Unstrittig ist, dass der Unterhaltsanspruch der Kinder nach der Prozentsatzmethode folgendes Ausmaß betragen würde:

Gegenüber dem Vater: G* und P* jeweils 468 EUR; M* 409 EUR.

Gegenüber der Mutter: G* und P* jeweils 77 EUR; M* 66 EUR.

Das Erstgericht bestimmte den einstweiligen Unterhalt mit monatlich 320 EUR (jeweils für G* und P*) und mit 300 EUR für M*. Die Abweisung des Mehrbegehrens erwuchs in Rechtskraft.

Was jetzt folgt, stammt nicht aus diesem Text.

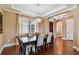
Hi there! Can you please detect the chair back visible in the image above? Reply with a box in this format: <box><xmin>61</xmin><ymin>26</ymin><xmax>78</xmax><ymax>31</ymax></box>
<box><xmin>46</xmin><ymin>32</ymin><xmax>53</xmax><ymax>43</ymax></box>
<box><xmin>16</xmin><ymin>36</ymin><xmax>23</xmax><ymax>48</ymax></box>
<box><xmin>37</xmin><ymin>34</ymin><xmax>44</xmax><ymax>47</ymax></box>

Das Erstgericht wandte zur Berücksichtigung der Familienbeihilfe samt Kinderabsetzbetrag (im Folgenden nur: Familienbeihilfe) von gerundet 197 EUR pro Kind das in der Entscheidung 1 Ob 158/15i entwickelte Berechnungsmodell an. Nach der Intention des Obersten Gerichtshofs müsse der schlechter verdienende Elternteil den gleichen Geldbetrag für die Kinder zur Verfügung haben, und zwar unabhängig davon, wer die Transferleistungen tatsächlich bezieht. Das Erstgericht ging zunächst von den nach der Prozentwertmethode sich ergebenden Beträge eines fiktiven Unterhaltsbetrags aus. Die fiktiven Unterhaltsbeträge der Eltern stünden dabei im Verhältnis 1/7 (Mutter) zu 6/7 (Vater), weshalb 6/7 der Familienbeihilfe zugunsten des Vaters pro Kind zu berücksichtigen seien. Das Erstgericht zog vom fiktiven Unterhaltsanspruch der Kinder gegenüber dem Vater jeweils 169 EUR (= 6/7 der Familienbeihilfe) sowie den fiktiven Unterhaltsbeitrag der Mutter ab, rechnete 29,20 EUR (Unterhaltsabsetzbetrag) hinzu und halbierte den ermittelten Betrag. Zum so ermittelten Ausgleichsbetrag rechnete das Erstgericht jeweils noch die Familienbeihilfe (in vollem Umfang) hinzu und ermittelte so den Restunterhaltsanspruch der Kinder gegenüber dem Vater.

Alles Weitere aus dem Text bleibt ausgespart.